There’s also a funny scene in which Sarah sends Peter to bed and promises to join him once she gets ready. She eventually walks into the bedroom wearing an old maid’s nightgown, much to Peter’s dismay. You see, he’s gotten used to her sleeping in the nude. Sarah, in turn, explains she was just trying to be more like an American girl. Peter’s response: Try that during the day, not at night.

Directed by:
Carlo Croccolo

Klaus Kinski … James Webb
Fred Robsahm … Bud Collins
Antonio Cantafora … Ramon O’Hara
Marina Rabissi … Sarah Collins
as Marina Mulligan
Enzo Pulcrano … Pedro O’Hara
Calogero Caruana … Miquel O’Hara
as Ted Jones
Tiziana Dini … Consuelo
Gerardo Rossi … Peter Collins
Jerry Ross
Dante Maggio … Judge Wilson
as Dan May
Antonio Danesi … Ryan O’Hara
Carlo Croccolo … Deputy Fred

Assassino Negro

Runtime: 92 min.

Memorable lines:

Peter Collins, waiting for his Indian wife to join him in bed, looking at a string of fish hanging above said bed: “Sarah, how long do these fish have to hang? They smell, you know?”
Sarah: “They’re there for a purpose.”
Peter: “I know you don’t like evil spirits, but I’m sure they don’t smell as bad.”
Sarah: “Don’t take them down, Peter. Please don’t. I know you don’t believe in them. Go ahead and laugh at me, but please don’t take them down. I have a feeling something bad is going to happen. Really, I do.”
(Peter takes down the fish; something bad soon happens.)

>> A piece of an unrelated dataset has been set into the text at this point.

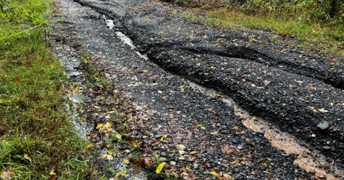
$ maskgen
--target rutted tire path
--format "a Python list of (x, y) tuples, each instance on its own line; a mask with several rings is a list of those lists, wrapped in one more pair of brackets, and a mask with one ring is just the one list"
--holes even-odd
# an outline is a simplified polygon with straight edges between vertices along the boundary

Town leader: “This is the 10th time it (the sheriff’s job) has been offered to you, yet you refuse it. Think of the extra money you’re missing.”
Deputy: “Five more bucks, plus all the other extra benefits. Including room and board, and a five-minute future.”


Names matter not: The Mexican outlaws have the last name of O’Hara; the Indian bride is named Sarah.

Oh, my: The pretty saloon girl Consuela adds little to the plot, but she gets naked fairly frequently, something that doesn’t happen often in Spaghetti Westerns.

Familiar face: Klaus Kinski appeared in more than 20 Spaghetti Westerns, many in cameo appearances. This time, he’s around from start to finish.

Director Carlo Croccolo made two other Spaghetti Westerns, one starring 1950s sexpot Mamie Van Doren, who dons a badge in Sheriff Was a Lady (1965).